Now a Curable Disease
Today syphilis can be cured with antibiotics, but if it is left untreated, it can kill you. It is divided into four stages:
• Primary syphilis: When you first get syphilis, you may have no symptoms at all or you can develop a small painless ulcer, usually on your genitals or mouth, and usually within three weeks of exposure. You are highly contagious at this point. The ulcer usually lasts 3-6 weeks and then goes away with no treatment whatever. Sometimes it leaves a scar.
• Secondary syphilis: Two to 12 weeks after the skin ulcer develops, you can develop a rash that usually involves the palms and soles of the feet, and ulcers on the genitals or mouth or genitals. At this stage you are still highly contagious The rash usually heals in about two months without treatment or scarring, but you may have different colored skin where the rash was and you are still contagious. Sometimes you also develop a fever, sore throat, weakness, weight loss, patchy hair loss in your eyebrows, eyelashes, and scalp, swollen lymph nodes, neck stiffness, headaches, irritability, and possibly paralysis.
• Latent (hidden) syphilis: If you are not treated, the symptoms usually go away, although you can develop intermittent fever, rash and swollen lymph nodes. The disease is not as contagious at this stage.

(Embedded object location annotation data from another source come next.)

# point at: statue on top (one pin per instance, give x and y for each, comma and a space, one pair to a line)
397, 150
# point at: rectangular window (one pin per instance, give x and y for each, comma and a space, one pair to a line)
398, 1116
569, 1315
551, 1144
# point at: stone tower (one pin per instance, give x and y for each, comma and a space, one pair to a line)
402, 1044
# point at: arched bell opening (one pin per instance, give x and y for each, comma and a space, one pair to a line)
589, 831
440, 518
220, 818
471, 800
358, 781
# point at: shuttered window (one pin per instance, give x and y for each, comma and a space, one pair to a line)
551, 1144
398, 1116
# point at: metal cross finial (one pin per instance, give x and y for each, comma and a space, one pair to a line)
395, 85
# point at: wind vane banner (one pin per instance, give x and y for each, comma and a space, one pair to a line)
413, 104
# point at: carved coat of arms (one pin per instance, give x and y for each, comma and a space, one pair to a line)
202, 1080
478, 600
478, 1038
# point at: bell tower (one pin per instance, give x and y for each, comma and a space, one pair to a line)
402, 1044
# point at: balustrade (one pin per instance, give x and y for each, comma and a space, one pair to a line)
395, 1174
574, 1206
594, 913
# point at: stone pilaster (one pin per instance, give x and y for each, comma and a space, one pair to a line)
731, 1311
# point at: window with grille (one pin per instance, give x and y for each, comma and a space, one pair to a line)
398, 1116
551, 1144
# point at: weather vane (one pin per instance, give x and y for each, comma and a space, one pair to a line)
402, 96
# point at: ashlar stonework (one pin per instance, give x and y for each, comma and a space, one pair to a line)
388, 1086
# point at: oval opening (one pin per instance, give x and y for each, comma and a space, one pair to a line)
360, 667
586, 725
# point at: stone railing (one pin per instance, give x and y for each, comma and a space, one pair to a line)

• Late (tertiary) syphilis: One to 20 years or more after the original infection, the germ can damage your heart, blood vessels, and nerves anywhere in your body to cause blindness, mental problems, heart attacks, broken blood vessels and death.
Today syphilis can be acquired through any sexual contact and can cause all of the symptoms described above and eventually kill you. Since it is a curable disease, everyone should get a routine blood test with their yearly physical called RPR. If it is positive, you can be treated and cured.